Independently, they demonstrated the existence of the newly-named “place cells”, which record the places that we’ve been and embed them in our memories. When we discover a new environment, the neurons from these parts of the brain fire, and when we visit them again, they fire in the same order. In other words, there are different parts of our brain that fire when we arrive at a place we are familiar with.

In the figurative sense, the places we spend our limited time in become part of us. I always find it quite lovely when the pursuit of science confirms the figurative into the domain of reality. The places we go, quite literally, become part of us. Some people are repulsed by the idea that our adventures can be stored in our minds merely as electrical impulses firing between neurons. For me, it’s no less than an astonishing testament to the laws of physics and their ability to produce marvellous objects.

Last night, I spent about five hours in a place which became a part of me in both the literal and figurative sense. I’ve mentioned it before. The roof of the Physics and Astronomy building, in Southampton University, is one of my favourite places in which to simply exist, and I show people this place because it’s part of my story.

I don’t think I could have chosen a better night in which to take someone to the roof for the first time. It was slightly cold, perhaps, but it didn’t really matter. The view in every direction was stunning, under a clear night with every constellation visible. Orion was missing, but we found him later. The Big Dipper, the Summer Triangle, Cygnus, Polaris, Seven Sisters and Andromeda all made their appearances, telling their stories in cosmic whispers and songs unchanged for three thousand years. And so I told a few of them, inexplicably familiar to me, to my companion that night. Quite frankly, I’ve never known anyone to be so attentive to someone telling them nerdy space facts.

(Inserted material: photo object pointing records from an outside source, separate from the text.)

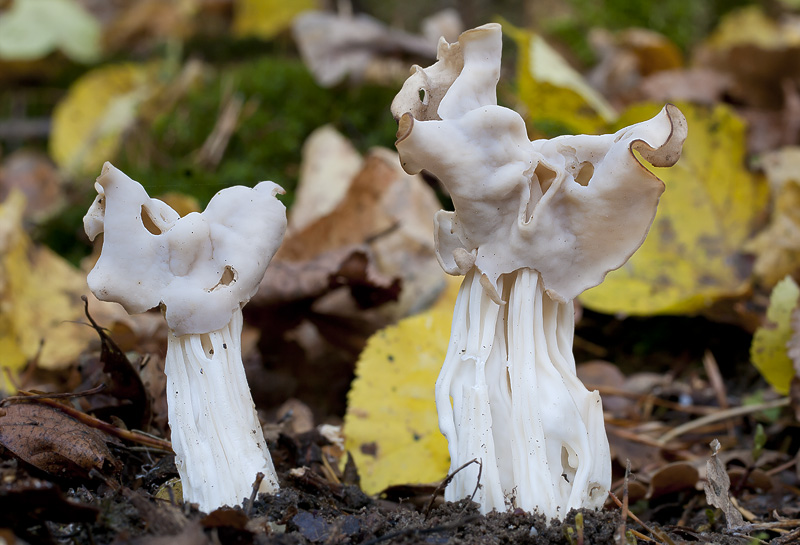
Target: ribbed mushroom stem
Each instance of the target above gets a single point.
(517, 404)
(217, 438)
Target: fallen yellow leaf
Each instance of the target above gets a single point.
(691, 256)
(750, 25)
(777, 246)
(39, 298)
(32, 29)
(557, 97)
(768, 351)
(391, 428)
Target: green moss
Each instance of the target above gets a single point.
(685, 22)
(285, 106)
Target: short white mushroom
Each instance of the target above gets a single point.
(535, 224)
(201, 269)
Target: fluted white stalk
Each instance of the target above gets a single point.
(535, 224)
(217, 438)
(517, 404)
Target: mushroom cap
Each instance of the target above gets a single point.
(201, 267)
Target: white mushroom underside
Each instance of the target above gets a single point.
(217, 438)
(508, 396)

The fireworks gave a shot of colour to the black and white starry night. They were so close by, and so utterly breath-taking. Neither of us spoke in that time, and it’s a mark that two people understand each other when they can feel perfectly comfortable with not talking. Most find silence threatening somehow, a sign that things aren’t going right. It’s not. It’s merely an acknowledgement that not all friendships depend on constant conversation. For those friendships, the words that are exchanged contain in them more depth that any others. We kept each other warm, and just waited.

There’s a poetic nature to watching fireworks from a distance. I always find it amazing to see them explode silently, and then wait for the sound to hit you a second later. Another set of fireworks, so far that they came from the horizon, were silent for perhaps ten seconds before the pressure waves reached us and echoed around our eardrums. It’s almost eerie when the light comes without the sound, and reassuring when the sounds comes without the light. It’s gorgeous, all the same.

What dragged the night on so long were the conversations. I could never spend five hours on a rooftop alone. But we talked constantly, occasionally munching on chocolate doughnuts (and in her case, spilling chocolate on her hair and squishing the last one under her shoe), just chatting for hours on end. When it got too cold, we went inside and found some comfy seats in the seminar room and continued. We only left when we realised, in a kind of Cinderella moment, that it was five minutes until the building locked for the night and we had to go before being trapped.

The best conversations are natural, the best times are always unexpected and the best friendships are emboldened by silence. That, a starry night, and platonically romantic fireworks display. The only additions I could have made to this meomory of memories is a ship gliding silently by in a glass ocean. And that the Southampton docks will gift.

Apologies for leaving it so late to blog, by the way. As once before stated, life tends to get in the way.